On the basis of the lytic spectra data of δ274 and Ψ102 screened against eight different Pseudomonas aeruginosa isolates from abbatoir and residential waste waters and done in quadruplicates, there were differences in the number of distinct plaques as shown in Table 2. These differences in the number of plaques against specific Pseudomonas strains for δ274 and Ψ102 could be attributed to their different phenotypes, hence the need to characterize the phages. Though, for phage therapy to be useful, it has to be done under in-vivo conditions mimicking real life situations and challenging the models with MDR isolates. In-vitro tests may not be a reliable indicator of its activity in-vivo. It has been said that phages are inhibited by blood, serum, bile, white cells and tissue debris. Ψ102 was ineffective against RES 144 and ABA 41 which could have resulted from a failure to be adsorbed to the cell surfaces of the Pseudomonas strains. This is usually determined by the host density in the environment and adsorption rate constant of the phage. A way to solve this setback is the use of phage coCktails, as this widens the range of action [25].

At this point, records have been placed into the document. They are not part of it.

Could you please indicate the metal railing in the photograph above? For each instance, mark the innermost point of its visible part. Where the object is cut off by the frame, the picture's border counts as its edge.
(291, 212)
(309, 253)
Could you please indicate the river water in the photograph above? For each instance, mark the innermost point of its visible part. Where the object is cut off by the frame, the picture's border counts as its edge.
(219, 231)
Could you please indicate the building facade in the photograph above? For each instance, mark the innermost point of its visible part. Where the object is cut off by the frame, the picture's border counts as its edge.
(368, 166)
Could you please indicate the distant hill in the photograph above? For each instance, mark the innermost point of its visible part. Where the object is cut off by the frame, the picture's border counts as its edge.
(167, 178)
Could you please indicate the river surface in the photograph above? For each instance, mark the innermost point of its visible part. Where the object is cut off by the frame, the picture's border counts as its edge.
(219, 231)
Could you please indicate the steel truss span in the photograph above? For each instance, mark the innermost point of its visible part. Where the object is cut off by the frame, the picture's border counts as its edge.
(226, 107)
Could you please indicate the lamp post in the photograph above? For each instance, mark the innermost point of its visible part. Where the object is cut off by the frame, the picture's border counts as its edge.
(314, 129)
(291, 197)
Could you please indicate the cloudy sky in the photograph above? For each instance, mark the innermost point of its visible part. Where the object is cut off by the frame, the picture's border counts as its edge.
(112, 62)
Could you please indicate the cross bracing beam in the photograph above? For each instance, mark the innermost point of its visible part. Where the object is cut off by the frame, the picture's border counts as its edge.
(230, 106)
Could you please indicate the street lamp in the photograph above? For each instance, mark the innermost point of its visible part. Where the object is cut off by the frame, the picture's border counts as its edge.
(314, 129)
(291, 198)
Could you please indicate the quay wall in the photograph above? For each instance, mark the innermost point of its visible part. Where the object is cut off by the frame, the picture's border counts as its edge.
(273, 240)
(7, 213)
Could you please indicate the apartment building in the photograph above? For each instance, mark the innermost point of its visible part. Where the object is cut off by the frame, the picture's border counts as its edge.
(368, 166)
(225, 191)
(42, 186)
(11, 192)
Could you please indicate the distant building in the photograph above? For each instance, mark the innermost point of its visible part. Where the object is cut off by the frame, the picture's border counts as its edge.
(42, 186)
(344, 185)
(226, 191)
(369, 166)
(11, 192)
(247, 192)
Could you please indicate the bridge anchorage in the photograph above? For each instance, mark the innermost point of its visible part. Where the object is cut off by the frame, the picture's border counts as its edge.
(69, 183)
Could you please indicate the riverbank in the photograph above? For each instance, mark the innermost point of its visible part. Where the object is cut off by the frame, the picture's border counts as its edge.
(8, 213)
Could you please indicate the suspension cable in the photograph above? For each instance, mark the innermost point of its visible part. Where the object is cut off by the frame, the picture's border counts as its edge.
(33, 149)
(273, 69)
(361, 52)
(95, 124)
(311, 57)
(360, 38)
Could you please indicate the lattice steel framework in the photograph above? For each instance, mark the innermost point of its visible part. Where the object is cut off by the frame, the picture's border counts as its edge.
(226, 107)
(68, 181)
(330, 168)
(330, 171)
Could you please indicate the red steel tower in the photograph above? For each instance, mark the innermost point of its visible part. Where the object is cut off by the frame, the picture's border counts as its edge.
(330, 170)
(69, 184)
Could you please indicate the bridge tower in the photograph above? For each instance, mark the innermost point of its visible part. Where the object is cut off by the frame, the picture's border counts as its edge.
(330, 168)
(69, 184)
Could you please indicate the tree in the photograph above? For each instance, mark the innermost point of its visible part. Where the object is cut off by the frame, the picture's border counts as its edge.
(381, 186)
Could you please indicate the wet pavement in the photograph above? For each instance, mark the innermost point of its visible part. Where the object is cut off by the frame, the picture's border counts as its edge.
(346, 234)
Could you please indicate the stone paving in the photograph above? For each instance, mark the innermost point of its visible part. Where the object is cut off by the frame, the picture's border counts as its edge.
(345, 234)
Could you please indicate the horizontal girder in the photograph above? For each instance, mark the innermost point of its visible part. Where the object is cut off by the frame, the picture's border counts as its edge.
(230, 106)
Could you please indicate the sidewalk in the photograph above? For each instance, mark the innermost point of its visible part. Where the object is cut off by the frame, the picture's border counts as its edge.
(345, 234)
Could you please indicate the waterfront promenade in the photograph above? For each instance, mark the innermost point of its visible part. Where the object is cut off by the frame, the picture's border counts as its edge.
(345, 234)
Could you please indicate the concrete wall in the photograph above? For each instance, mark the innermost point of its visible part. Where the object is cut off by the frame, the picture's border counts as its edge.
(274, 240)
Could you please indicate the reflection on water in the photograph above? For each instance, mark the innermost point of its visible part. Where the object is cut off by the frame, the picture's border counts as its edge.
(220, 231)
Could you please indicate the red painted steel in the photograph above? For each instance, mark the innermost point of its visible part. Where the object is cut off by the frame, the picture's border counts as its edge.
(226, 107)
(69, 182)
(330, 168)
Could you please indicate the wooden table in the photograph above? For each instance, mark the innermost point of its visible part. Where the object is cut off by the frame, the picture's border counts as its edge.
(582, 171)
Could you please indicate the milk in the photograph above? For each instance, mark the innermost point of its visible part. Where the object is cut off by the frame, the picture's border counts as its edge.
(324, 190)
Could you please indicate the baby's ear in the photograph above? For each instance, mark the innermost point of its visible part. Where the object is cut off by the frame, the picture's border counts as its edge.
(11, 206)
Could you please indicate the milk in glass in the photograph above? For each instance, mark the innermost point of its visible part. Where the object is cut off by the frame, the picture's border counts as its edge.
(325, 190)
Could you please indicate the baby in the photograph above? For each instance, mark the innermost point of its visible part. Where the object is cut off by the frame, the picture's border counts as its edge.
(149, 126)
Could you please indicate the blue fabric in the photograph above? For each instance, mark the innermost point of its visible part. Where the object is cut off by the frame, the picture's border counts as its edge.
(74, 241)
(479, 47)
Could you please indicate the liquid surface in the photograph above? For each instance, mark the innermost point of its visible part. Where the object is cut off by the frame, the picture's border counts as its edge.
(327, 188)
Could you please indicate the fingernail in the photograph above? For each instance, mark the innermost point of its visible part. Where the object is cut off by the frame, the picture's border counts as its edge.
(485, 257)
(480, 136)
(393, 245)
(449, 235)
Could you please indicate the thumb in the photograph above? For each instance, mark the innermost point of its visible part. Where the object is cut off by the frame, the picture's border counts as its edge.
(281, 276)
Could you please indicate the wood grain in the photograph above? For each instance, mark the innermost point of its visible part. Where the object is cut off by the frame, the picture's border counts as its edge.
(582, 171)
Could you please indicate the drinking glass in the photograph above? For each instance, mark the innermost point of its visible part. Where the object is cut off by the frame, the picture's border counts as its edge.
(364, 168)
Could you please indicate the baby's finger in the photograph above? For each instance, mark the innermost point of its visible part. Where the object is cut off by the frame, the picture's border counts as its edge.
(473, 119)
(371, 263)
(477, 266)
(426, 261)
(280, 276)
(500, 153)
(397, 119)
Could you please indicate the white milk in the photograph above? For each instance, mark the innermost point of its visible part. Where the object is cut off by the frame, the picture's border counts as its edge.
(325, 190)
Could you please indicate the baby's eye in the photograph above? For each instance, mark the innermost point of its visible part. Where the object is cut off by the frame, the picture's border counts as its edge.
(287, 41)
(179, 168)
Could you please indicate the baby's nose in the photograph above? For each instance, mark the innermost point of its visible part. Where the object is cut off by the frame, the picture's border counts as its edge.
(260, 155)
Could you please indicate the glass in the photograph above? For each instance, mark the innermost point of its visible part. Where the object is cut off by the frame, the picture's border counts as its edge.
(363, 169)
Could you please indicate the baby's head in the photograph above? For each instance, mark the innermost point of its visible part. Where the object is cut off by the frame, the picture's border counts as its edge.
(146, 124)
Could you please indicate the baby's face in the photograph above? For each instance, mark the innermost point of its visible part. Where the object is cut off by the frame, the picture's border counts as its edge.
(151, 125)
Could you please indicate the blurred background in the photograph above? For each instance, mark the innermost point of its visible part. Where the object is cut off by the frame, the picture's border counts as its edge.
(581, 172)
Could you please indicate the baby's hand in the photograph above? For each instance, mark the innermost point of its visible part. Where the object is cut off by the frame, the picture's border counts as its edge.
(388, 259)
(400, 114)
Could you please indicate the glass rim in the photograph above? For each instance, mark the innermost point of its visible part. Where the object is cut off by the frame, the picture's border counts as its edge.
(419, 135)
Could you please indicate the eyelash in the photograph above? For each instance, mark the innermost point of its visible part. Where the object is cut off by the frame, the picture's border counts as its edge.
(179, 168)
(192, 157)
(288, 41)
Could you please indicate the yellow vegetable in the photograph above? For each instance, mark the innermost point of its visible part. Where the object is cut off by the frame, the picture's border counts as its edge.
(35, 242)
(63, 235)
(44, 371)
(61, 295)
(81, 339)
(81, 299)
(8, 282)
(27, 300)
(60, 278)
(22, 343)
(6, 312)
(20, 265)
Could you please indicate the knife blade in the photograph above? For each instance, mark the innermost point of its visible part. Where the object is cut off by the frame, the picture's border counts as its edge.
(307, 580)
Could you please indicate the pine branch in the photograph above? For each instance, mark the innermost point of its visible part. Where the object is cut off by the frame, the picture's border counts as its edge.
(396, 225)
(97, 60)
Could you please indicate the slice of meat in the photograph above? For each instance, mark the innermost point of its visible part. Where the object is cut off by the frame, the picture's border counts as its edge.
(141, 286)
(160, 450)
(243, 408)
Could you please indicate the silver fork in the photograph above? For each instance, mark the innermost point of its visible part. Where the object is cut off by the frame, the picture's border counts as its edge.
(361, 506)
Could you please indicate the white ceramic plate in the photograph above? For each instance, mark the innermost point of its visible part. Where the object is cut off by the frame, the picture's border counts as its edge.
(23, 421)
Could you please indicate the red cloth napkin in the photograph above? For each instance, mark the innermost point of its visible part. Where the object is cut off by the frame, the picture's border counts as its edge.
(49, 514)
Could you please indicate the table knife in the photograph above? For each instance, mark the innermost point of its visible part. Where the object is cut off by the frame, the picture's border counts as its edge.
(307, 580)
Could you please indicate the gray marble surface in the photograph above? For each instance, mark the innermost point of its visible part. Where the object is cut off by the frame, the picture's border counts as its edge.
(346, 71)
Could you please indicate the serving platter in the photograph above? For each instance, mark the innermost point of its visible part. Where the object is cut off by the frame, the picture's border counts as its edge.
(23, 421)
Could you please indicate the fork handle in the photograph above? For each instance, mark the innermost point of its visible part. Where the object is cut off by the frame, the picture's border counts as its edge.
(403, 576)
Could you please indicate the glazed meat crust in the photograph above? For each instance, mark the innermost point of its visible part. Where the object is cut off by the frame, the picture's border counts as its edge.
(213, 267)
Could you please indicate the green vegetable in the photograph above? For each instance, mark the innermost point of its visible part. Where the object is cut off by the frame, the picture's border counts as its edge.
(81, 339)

Lysis by bacteriophages | ||
---|---|---|
P. aeruginosa strains | δ274 | Ψ102 |
ABA5 | ++ | + |
ABA1 | + | + |
RES141 | ++ | ++ |
RES144 | ++ | - |
ABA31 | ++ | ++ |
ABA41 | ++ | - |
ABA42 | + | +++ |
ABA61 | + | ++ |
Table 2 Lytic spectra of two bacteriophage isolates determined on eight Pseudomonas host strains from abbatoir and residential waste water.